Big Cuter gave me a short course on the history of the world over lunch at a deli in San Francisco.
David McCullough introduced me to the founding fathers and mothers and Jay Winik took me through April, 1865.
Anne Perry brought me up to the brink and Dorothy Leigh Sayers explained the period after the Great War, the war to end all wars, the war that brought globalization to a new extreme.
I tried to read Gore Vidal's Burr one summer when I was young; the adults were so brazen and their behavior so outlandish that I never got past the second chapter.
I don't remember any of the history I was taught in high school. I never took a history course in college.
It took me until my 30's before I read the ancients. Herodotus invented history, they say, and it was presented to me as such - an invention. Were the strange and wonderful animals he describes real or were they added to make the text more accessible? Did the events he recounts happen just that way or was his story influenced by those who were his sponsors?
"History is written by the winners," I was told, but it took Big Cuter's intersection with Howard Zinn for that phrase to have real meaning for me. Poor kid, he went into ninth grade thinking that the USofA was absolutely wonderful; Zinn introduced him to a country of slave holders and land grabbers, robber barons and those they oppressed. It turned him into a thoughtful young man whose politics were somewhere to the right of Atilla the Hun, where he rested, unflinchingly, until he moved to San Francisco and watched as the economic policies he'd espoused caused wrack and ruin.

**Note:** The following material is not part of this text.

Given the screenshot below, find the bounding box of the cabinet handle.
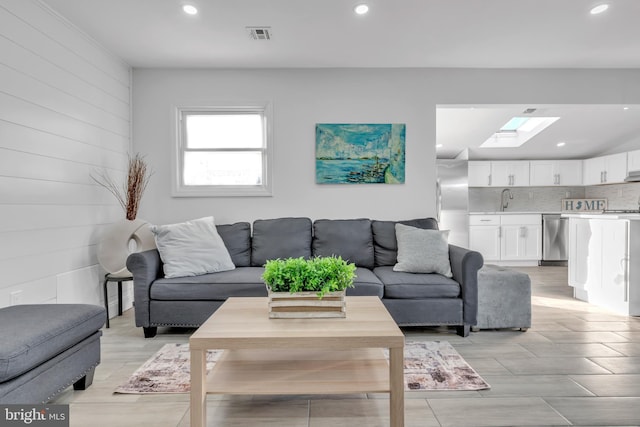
[620,258,629,302]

As he told his father, "I changed my mind when I realized that everything I believed turned out to monumentally, disastrously wrong."
And perhaps that is the best way to learn history..... by living it.

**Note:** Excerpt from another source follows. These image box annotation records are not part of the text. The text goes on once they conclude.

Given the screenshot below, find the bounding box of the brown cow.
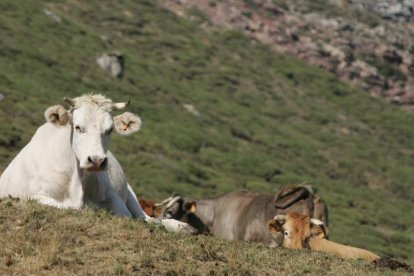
[157,185,328,246]
[268,212,380,261]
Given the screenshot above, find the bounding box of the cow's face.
[268,212,327,249]
[157,195,196,220]
[45,95,141,171]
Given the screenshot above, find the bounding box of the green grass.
[0,0,414,270]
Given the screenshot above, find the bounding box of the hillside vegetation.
[0,0,414,274]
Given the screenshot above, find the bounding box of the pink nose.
[88,156,108,168]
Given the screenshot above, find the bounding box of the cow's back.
[207,191,273,242]
[207,191,313,246]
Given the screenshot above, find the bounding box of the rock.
[43,9,62,23]
[96,52,124,78]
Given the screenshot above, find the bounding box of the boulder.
[96,52,124,78]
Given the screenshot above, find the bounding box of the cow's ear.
[311,219,328,239]
[267,215,286,235]
[185,201,197,213]
[45,105,70,126]
[114,112,142,135]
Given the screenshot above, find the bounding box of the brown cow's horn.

G'ma was appalled that I didn't know where Patton fought. "My brother fought with him in Italy! That's not history - that is my life!"
Living in Washington, D.C. during the Watergate hearings, when every move by Sam Ervin or any of the special prosecutors was front page news, the process became a part of me as if through osmosis. In graduate school two years later, I was shocked that my classmates in Law and Social Work didn't know the order of events the way they knew their phone numbers. It had been all consuming for four months; in Chicago, it was an after thought.
I was part of an event which will be in the history books. Errors already exist, in newspapers as prestigious as The New York Times, and, without correction, they will be incorporated into the reality of the event as it is perceived in the future. This is vaguely disconcerting.
Then, again, as TBG has been saying of late, the only thing we know for certain about what happened is that every person there has a specific version that is true and real. Whether there is any consistency between any two of them is another matter entirely.
So, I wonder, how do you learn history?